Başbakan Kurti’nin genç, samimi, uluslararası ilişkiler yönü güçlü entelektüel bir kişiliğe sahip olması önemli bir fırsattır. Uzun yıllardır Kosova - Türkiye siyasetinin durağan olan politik ilişkilerinde yeni bir sayfa açmak gerekiyor.
2019 yılı haziran ayında Türkiye’ye sürpriz ziyaret gerçekleştiren Kurti, TBMM Başkanı Mustafa Şentop, TİKA ve Türkiye’deki partilerle görüşmeler gerçekleştirdi.

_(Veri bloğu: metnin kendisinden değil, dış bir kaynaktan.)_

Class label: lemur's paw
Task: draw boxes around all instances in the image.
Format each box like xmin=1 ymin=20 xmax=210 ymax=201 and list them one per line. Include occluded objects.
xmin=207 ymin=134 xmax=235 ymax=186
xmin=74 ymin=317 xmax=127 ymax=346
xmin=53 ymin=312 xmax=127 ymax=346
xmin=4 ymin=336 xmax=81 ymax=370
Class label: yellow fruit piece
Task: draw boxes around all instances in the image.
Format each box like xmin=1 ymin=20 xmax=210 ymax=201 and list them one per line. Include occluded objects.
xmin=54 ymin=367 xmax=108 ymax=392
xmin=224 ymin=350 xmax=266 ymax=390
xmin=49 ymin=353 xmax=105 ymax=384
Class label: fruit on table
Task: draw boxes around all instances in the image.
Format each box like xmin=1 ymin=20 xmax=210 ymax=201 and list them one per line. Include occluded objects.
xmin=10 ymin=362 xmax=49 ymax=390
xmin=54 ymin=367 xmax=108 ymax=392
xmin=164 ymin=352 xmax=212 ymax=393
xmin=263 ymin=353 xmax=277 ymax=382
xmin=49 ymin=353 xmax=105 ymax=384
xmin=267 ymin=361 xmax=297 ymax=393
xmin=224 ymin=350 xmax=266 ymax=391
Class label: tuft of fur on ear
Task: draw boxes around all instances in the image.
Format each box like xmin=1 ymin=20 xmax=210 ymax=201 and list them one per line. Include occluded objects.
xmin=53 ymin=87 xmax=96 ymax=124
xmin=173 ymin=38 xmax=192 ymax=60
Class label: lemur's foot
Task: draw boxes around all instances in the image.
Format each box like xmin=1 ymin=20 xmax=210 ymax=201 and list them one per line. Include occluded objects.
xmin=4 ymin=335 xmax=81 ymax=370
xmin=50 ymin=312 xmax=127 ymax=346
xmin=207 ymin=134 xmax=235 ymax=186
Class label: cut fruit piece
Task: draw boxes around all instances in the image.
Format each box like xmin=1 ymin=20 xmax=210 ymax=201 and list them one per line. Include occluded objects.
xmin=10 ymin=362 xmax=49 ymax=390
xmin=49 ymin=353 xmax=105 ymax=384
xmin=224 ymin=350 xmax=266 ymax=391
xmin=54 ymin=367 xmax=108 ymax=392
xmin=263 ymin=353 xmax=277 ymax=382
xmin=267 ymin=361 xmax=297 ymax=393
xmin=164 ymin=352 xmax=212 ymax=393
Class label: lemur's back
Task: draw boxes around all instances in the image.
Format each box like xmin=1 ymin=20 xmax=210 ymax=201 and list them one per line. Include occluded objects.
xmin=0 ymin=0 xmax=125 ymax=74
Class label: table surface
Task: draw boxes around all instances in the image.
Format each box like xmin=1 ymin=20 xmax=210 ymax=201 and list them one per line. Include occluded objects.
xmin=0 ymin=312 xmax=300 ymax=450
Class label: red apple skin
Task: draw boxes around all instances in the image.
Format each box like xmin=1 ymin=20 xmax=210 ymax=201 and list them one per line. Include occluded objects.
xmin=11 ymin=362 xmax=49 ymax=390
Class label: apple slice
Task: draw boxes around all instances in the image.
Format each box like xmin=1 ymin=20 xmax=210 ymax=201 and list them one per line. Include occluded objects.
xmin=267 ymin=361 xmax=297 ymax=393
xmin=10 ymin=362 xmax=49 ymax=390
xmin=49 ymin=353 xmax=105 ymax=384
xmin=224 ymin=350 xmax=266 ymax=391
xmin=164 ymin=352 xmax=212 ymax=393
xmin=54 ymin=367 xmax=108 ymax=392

Ayrıca Türkiye’deki Arnavut kökenli dernek ve vakıfları ziyaret eden Kurti, Türkiye ile ilişkilerini geliştirmekten yana olduğunu, özellikle de Arnavut tarihçilerin yetişmesi için Türkiye’deki arşivlerde araştırma yapmak üzere akademisyenlerin burslandıracağını söylemişti.
Albin Kurti, Türkiye ile Kosova arasındaki ilişkilerin geliştirilmesine vurgu yapan ender siyasetçilerden biri olduğunu unutmamak gerekiyor.